The reason for his interest became clear when he explained he was an avid fly fisherman and helpfully suggested that I might consider fishing lure making parties! If you've ever watched how fishing lures are made, you'll understand why the intricate tying of feathers with strings can be applied to jewelry making. The Japanese have taken this to a veritable art form!

Kaga fishing lures are a Japanese folk art which some say embodies the samurai spirit. The featured designs are from a Japanese family firm called Meboso Hachirobei Shoten which has been in business for 430 years! Their latest craft is transforming them into wearable pieces of art in the form of jewelry.

Kaga Japanese fishing flies began their history in the Edo period. Back then, only the samurai were permitted to go ayu (river trout) fishing. They used sewing needles which they bent and decorated with bird feathers and animal fur.

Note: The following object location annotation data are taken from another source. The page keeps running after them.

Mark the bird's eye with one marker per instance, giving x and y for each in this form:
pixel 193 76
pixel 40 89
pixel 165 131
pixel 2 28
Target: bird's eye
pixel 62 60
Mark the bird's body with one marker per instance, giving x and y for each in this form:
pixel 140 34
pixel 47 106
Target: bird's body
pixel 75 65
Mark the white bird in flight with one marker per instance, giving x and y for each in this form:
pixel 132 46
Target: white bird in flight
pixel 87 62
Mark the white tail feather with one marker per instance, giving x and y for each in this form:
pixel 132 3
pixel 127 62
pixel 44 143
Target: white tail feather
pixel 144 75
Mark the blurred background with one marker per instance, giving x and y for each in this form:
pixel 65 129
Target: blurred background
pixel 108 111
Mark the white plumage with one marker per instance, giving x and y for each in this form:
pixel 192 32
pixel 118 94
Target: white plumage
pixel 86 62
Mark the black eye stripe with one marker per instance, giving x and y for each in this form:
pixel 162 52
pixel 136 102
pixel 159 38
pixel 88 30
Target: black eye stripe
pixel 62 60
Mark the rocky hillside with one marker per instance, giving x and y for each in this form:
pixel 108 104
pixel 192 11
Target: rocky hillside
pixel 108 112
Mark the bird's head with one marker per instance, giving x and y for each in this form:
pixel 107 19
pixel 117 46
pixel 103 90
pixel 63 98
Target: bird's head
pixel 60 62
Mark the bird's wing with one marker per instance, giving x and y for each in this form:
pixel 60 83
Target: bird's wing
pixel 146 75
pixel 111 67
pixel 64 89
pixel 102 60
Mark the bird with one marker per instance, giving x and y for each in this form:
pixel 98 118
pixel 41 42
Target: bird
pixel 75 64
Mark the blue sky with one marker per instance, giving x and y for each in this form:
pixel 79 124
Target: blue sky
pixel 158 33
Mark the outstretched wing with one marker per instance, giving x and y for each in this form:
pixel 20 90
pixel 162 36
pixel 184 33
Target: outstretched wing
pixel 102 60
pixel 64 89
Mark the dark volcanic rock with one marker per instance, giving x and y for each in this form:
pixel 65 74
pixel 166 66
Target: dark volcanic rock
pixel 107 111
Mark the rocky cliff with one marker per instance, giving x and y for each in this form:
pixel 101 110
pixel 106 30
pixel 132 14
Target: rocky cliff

During that time long ago, people weren’t allowed to train in the martial arts in public for fear of revolt, so the samurai got plenty of “sword” practice, while fly fishing and plenty of exercise walking up and down the riverbanks. Ordinary folks were allowed to fly fish after 1868. But it is a dying art as apparently there are only eight Kaga fishing lure artisans left. However, with the switch to making fishing lure jewelry, the craft might well survive as more jewelry is sold today than actual fishing lures! They are works of art.